Los destartalados asientos de maderas se unían en continuos sonidos porque los malditos provocaban movimientos por la incomodidad a los huesos, músculos, nervios y demás componentes de cuerpos gastados acumuladores de más meses que los propios muebles.
Al principio, descartó intervenir en algunos de los intercambios verbales y prefirió entretenerse en la escucha de las conversaciones. Su tímpano disminuido, dada la altura de las voces sentadas, permitían acceder a la mayoría de las palabras. Su mente burocratizada por tantos años de esos papeles que los rodean a todos por todas partes, las clasificó.
Tres señoras de vestidos “made in out” se intercambiaban sus achaques en competencia feroz por romper el record de las dolencias. Otras cuatro en atuendos fuera de moda, adelantaban los finales de la telenovela de turno en demostración de que la cerrazón a la información verídica destapa imaginerías dignas de Julio Verne. Los hombres, en minoría, bordeaban las enfermedades para arañar al béisbol con garras afiladas y evocaban partidos sumergidos en el pasado. Los cuatro de pie, incluido él, gastaban el tiempo en cambio de posiciones porque el esqueleto erecto suplicaba descanso.
Por obra y gracia de un milagro estomacal, alguien pronunció el vocablo papa y todos los presentes convergieron en el tema. No se referían al Papa argentino que a pesar de su sobriedad, debía ingerirla sin obligadas limitaciones. Reverenciaban al tubérculo americano, ese salvador de la mesa criolla.

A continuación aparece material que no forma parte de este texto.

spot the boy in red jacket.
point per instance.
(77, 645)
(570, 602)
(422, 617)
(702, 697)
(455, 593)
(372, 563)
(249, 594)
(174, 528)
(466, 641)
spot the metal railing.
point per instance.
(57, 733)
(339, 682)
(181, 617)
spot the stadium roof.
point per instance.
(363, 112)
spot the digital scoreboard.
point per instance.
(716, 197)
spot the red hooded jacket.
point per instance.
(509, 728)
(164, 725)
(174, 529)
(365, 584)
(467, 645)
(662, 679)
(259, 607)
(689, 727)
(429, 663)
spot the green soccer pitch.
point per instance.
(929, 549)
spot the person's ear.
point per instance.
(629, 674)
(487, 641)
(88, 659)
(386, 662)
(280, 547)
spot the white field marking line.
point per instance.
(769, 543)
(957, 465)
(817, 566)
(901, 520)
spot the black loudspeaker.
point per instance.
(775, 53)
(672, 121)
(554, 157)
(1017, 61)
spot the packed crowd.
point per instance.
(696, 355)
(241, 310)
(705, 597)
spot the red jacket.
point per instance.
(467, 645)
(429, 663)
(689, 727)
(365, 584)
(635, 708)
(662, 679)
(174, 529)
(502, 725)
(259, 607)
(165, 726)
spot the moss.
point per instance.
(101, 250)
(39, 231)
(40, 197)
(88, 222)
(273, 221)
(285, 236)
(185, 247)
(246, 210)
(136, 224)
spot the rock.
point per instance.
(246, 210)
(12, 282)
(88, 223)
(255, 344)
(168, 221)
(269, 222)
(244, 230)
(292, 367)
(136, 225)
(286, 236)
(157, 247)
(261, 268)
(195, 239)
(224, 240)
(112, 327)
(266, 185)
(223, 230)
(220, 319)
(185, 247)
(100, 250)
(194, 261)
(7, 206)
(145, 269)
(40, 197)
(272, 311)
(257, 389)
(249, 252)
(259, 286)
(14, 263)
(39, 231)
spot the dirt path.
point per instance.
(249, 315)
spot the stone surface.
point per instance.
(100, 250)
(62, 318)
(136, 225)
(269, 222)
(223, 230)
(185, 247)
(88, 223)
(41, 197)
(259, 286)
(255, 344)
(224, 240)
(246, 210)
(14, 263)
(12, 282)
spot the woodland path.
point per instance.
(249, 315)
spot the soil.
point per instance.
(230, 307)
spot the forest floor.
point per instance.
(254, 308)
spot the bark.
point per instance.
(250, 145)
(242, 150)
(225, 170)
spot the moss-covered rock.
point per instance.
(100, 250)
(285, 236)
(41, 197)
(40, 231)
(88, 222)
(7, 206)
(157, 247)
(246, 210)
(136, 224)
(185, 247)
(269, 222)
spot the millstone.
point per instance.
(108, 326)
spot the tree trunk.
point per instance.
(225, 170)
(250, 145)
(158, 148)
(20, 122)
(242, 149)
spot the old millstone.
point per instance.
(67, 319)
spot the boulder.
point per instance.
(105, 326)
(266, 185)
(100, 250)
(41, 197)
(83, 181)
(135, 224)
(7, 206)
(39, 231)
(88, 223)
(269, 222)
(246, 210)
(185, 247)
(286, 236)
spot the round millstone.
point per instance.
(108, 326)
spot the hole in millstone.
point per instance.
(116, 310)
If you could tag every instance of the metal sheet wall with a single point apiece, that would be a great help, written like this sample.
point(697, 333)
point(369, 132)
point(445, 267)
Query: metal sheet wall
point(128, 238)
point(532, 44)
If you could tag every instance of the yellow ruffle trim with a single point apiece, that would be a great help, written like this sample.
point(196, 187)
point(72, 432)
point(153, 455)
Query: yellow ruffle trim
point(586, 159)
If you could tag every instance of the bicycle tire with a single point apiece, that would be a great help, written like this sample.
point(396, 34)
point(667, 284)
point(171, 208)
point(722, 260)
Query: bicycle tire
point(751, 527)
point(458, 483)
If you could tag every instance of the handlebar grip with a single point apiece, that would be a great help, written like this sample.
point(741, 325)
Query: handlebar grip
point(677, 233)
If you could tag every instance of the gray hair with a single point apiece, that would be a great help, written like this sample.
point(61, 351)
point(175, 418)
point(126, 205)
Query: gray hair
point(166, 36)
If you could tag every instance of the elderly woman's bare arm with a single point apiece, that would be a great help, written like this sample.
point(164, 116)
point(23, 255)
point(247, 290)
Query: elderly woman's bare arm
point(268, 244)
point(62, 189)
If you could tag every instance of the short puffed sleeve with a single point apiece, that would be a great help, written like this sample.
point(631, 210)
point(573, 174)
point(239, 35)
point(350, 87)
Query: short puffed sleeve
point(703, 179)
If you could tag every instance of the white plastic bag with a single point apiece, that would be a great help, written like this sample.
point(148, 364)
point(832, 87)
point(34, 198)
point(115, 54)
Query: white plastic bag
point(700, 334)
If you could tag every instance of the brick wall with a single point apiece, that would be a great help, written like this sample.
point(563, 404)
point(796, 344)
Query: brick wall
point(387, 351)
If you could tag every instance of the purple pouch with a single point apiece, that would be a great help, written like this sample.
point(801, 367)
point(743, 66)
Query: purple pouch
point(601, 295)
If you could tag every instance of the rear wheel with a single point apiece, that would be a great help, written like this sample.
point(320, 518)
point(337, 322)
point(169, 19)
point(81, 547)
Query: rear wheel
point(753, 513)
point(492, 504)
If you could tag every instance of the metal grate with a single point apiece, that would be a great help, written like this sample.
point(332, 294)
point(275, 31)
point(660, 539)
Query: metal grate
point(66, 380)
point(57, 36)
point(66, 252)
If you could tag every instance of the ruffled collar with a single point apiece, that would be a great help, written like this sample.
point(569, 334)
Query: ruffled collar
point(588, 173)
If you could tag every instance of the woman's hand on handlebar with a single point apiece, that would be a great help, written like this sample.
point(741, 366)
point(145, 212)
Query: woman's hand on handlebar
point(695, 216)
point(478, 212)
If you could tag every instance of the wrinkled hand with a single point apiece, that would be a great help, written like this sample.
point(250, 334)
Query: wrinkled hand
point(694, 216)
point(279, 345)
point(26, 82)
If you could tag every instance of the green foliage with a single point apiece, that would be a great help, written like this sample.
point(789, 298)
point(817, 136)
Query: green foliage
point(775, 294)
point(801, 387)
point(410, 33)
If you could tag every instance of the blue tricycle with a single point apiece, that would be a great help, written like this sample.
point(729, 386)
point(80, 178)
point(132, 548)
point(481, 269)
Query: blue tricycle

Subidos los ánimos en demasía, tanto que la doctora desde el interior pidió silencio a los “esperantes”, una entrada triunfal provocó el suplicado silencio.
Una muchacha llegaba con un párvulo en brazos y la pregunta de rigor. ¿Hay alguien adentro?.
“Pase, pase”, respondió una voz amargada y agregó: “Los niños tienen preferencia sobre nosotros”.
El anciano de aspecto crucificado atajó la amargura: “Ellos son la esperanza. Por lo menos, el intento de una futura esperanza.